The roughly 350,000 monthly unique users that Steve Gevinson says Rookie currently draws are impressive (though still a fraction of the 1 million average monthly uniques Compete recorded for category heavyweight Seventeen). But to succeed, the site needs to make money—which means (absent a paywall) that it needs to sell ads. The Gevinsons have outsourced that job to New York Media, which sells ads for New York magazine.

But selling ads on a website that tells readers things like, “in all honestly [sic], the best place to pick up slips is a thrift store, where they’re cheaper and cooler than any you’ll find in a ‘real store’”—isn’t the easiest task. A scan through the site in mid-August shows no advertising at all except for a mention of clothing retailer Urban Outfitters, which sponsored the Rookie road trip. “We say no to a lot of ads,” says Alani, “which means we are still broke.” (Rookie’s first year was “very successful,” insists Ron Stokes, New York Media’s executive director of digital ad sales.)

While Steve Gevinson declines to predict when the magazine will become profitable, he says it should be able to survive on revenue from ads and other sources, such as Rookie Yearbook One, for the foreseeable future. Published by the Canadian company Drawn and Quarterly, and retailing for $29.95, the book collects articles, musings, photographs and illustrations from Rookie’s first year. It also includes some extras such as a paper crown, stickers and a 7-inch flexi-disc record. This year, Rookie plans to add another revenue stream: merchandise such as stickers, T-shirts, and posters. The Chicago launch for Yearbook One is September 20th at Unity Temple in Oak Park with the Book Table, a local independent bookstore.

* * *

Before this road trip—four weeks of zigzagging the country in a van/mobile office with spotty internet while organizing such events as banner-making parties (New York) and pinball tournaments (Ann Arbor)—Gevinson said that her biggest worry was falling short of her readers’ expectations. What if they didn’t actually like her? What if she was more exciting on the Internet than in real life?
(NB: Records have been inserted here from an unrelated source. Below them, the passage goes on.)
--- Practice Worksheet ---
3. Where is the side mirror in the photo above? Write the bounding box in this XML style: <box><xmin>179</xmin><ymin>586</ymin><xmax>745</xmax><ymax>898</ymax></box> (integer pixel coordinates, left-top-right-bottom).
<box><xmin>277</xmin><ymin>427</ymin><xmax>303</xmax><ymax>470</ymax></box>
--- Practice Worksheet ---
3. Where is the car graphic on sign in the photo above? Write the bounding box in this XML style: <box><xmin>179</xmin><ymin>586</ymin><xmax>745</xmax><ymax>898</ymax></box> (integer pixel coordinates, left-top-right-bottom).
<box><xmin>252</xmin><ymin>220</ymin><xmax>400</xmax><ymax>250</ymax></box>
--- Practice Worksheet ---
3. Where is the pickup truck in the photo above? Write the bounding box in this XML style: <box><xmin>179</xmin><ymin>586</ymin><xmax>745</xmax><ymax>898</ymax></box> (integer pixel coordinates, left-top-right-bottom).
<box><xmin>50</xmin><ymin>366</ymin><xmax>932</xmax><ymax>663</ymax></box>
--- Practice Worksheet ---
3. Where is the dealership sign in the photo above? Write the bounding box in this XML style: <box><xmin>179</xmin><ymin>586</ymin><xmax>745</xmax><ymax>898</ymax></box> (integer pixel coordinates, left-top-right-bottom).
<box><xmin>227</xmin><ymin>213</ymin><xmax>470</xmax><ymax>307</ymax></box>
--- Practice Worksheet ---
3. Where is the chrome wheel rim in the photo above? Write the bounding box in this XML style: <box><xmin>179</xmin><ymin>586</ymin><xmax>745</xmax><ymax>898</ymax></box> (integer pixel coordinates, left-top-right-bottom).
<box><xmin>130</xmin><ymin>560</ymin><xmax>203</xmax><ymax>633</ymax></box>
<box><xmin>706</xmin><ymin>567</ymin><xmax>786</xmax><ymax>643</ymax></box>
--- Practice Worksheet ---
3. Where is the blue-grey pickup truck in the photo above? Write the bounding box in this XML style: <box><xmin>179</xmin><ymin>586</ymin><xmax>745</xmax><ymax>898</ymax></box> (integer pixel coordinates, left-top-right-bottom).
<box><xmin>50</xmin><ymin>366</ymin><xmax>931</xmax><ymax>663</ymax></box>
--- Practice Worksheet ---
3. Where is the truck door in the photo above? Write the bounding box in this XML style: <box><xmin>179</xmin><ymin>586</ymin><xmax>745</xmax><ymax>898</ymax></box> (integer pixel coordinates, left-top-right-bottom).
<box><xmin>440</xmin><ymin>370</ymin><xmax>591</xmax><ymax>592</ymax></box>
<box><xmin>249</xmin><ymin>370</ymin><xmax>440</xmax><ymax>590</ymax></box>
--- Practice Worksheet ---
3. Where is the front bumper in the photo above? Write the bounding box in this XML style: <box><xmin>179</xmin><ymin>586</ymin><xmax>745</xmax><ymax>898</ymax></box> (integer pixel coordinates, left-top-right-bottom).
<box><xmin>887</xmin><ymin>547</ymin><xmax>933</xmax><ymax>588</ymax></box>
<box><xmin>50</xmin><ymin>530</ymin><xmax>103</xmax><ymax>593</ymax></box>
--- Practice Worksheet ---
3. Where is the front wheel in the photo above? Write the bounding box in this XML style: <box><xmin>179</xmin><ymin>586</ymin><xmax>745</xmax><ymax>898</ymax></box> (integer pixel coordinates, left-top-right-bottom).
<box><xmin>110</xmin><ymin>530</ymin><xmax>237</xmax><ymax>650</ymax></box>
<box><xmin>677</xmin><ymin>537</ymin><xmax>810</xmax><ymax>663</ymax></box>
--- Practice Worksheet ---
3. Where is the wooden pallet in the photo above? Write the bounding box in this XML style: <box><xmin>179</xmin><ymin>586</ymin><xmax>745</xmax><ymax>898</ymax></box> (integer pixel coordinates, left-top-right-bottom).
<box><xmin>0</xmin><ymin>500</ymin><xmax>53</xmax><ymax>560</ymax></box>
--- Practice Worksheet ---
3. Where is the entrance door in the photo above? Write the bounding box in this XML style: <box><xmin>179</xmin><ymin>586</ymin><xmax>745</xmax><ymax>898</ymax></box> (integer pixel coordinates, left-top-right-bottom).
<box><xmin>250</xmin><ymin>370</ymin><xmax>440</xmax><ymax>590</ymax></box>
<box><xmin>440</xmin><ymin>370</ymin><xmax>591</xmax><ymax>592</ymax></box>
So she seems genuinely touched by the reaction she gets. When one girl tells her, “I just want to tell you that your blog changed my life. It changed the way I look at myself and the way I think about myself,” Gevinson’s eyes well up. Petra Collins, 19, a contributing photographer to Rookie, called the trip “the happiest, best girl party ever.”
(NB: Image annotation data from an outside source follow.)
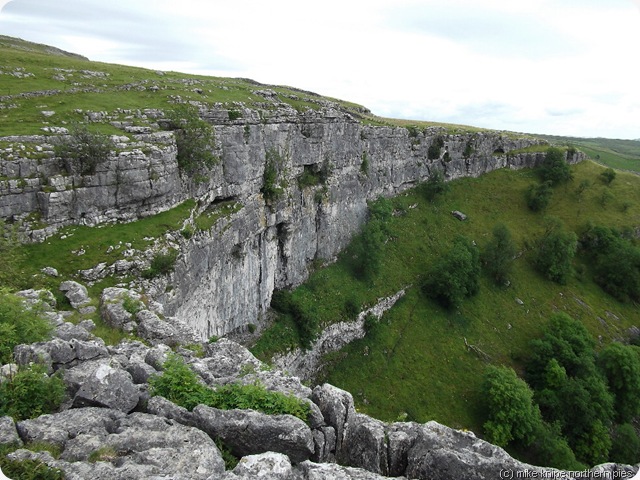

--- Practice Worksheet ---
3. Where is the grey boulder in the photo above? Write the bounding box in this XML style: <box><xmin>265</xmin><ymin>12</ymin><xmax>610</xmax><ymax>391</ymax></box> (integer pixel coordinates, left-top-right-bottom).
<box><xmin>193</xmin><ymin>405</ymin><xmax>314</xmax><ymax>463</ymax></box>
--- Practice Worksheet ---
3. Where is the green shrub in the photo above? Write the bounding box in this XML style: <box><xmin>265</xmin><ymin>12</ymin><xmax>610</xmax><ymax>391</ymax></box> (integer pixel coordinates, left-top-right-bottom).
<box><xmin>122</xmin><ymin>295</ymin><xmax>144</xmax><ymax>315</ymax></box>
<box><xmin>533</xmin><ymin>224</ymin><xmax>578</xmax><ymax>285</ymax></box>
<box><xmin>598</xmin><ymin>343</ymin><xmax>640</xmax><ymax>422</ymax></box>
<box><xmin>526</xmin><ymin>313</ymin><xmax>614</xmax><ymax>465</ymax></box>
<box><xmin>149</xmin><ymin>355</ymin><xmax>309</xmax><ymax>422</ymax></box>
<box><xmin>405</xmin><ymin>125</ymin><xmax>420</xmax><ymax>138</ymax></box>
<box><xmin>610</xmin><ymin>423</ymin><xmax>640</xmax><ymax>465</ymax></box>
<box><xmin>527</xmin><ymin>422</ymin><xmax>586</xmax><ymax>471</ymax></box>
<box><xmin>0</xmin><ymin>364</ymin><xmax>65</xmax><ymax>421</ymax></box>
<box><xmin>422</xmin><ymin>169</ymin><xmax>449</xmax><ymax>202</ymax></box>
<box><xmin>540</xmin><ymin>147</ymin><xmax>573</xmax><ymax>185</ymax></box>
<box><xmin>600</xmin><ymin>168</ymin><xmax>616</xmax><ymax>185</ymax></box>
<box><xmin>462</xmin><ymin>140</ymin><xmax>475</xmax><ymax>158</ymax></box>
<box><xmin>481</xmin><ymin>366</ymin><xmax>542</xmax><ymax>447</ymax></box>
<box><xmin>422</xmin><ymin>236</ymin><xmax>480</xmax><ymax>308</ymax></box>
<box><xmin>215</xmin><ymin>438</ymin><xmax>240</xmax><ymax>470</ymax></box>
<box><xmin>0</xmin><ymin>449</ymin><xmax>66</xmax><ymax>480</ymax></box>
<box><xmin>482</xmin><ymin>224</ymin><xmax>517</xmax><ymax>285</ymax></box>
<box><xmin>167</xmin><ymin>104</ymin><xmax>217</xmax><ymax>174</ymax></box>
<box><xmin>580</xmin><ymin>225</ymin><xmax>640</xmax><ymax>302</ymax></box>
<box><xmin>54</xmin><ymin>125</ymin><xmax>114</xmax><ymax>175</ymax></box>
<box><xmin>142</xmin><ymin>249</ymin><xmax>178</xmax><ymax>278</ymax></box>
<box><xmin>344</xmin><ymin>297</ymin><xmax>360</xmax><ymax>319</ymax></box>
<box><xmin>0</xmin><ymin>288</ymin><xmax>53</xmax><ymax>363</ymax></box>
<box><xmin>349</xmin><ymin>197</ymin><xmax>393</xmax><ymax>281</ymax></box>
<box><xmin>229</xmin><ymin>110</ymin><xmax>242</xmax><ymax>121</ymax></box>
<box><xmin>526</xmin><ymin>182</ymin><xmax>553</xmax><ymax>212</ymax></box>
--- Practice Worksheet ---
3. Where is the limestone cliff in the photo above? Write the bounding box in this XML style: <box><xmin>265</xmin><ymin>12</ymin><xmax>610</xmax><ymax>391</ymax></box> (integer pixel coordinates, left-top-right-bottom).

Less than a week after being swarmed by fans in Brooklyn, Gevinson was at Saki Records in Chicago’s Logan Square neighborhood for a Rookie-sponsored zine-making event. A quilt on the floor was strewn with old issues of Rolling Stone, Seventeen, and Nylon; the girls in attendance were invited to rip out the pages and glue them on or into journals of their making. Gevinson loves collagesRookie’s entire design is meant to resemble one as much as possible. A collage-esque visual calendar for the recent Power issue, for example, mashes up images from the ’80s movie Pretty in Pink, a New Order album, an Afro-ed Naomi Campbell, and plastic roses.

In a long flowing dress, wearing her hair pinned in two braids on either side of her head and a little gold crown, Gevinson flitted from group to group, welcoming guests. About 45 minutes after the event began, a straggler arrived. A 14-year-old from Burbank, Illinois, and her mother had hit traffic on the way. She stood uneasily by the door; her charcoal-lined eyes darted around at the nearly 40 girls sprawled out making zines. Her shoulders slumped slightly.

As if sensing the girl’s fear, Gevinson looked up from her conversation and walked over to greet her. Taking her by the hand, she led her to a small group on the edge of the quilt. “Hey guys,” Gevinson said as she introduced the girl to the group. “She’s really cool and wants to sit with everyone.”

She cracked a timid smile, waved, and slowly sat down.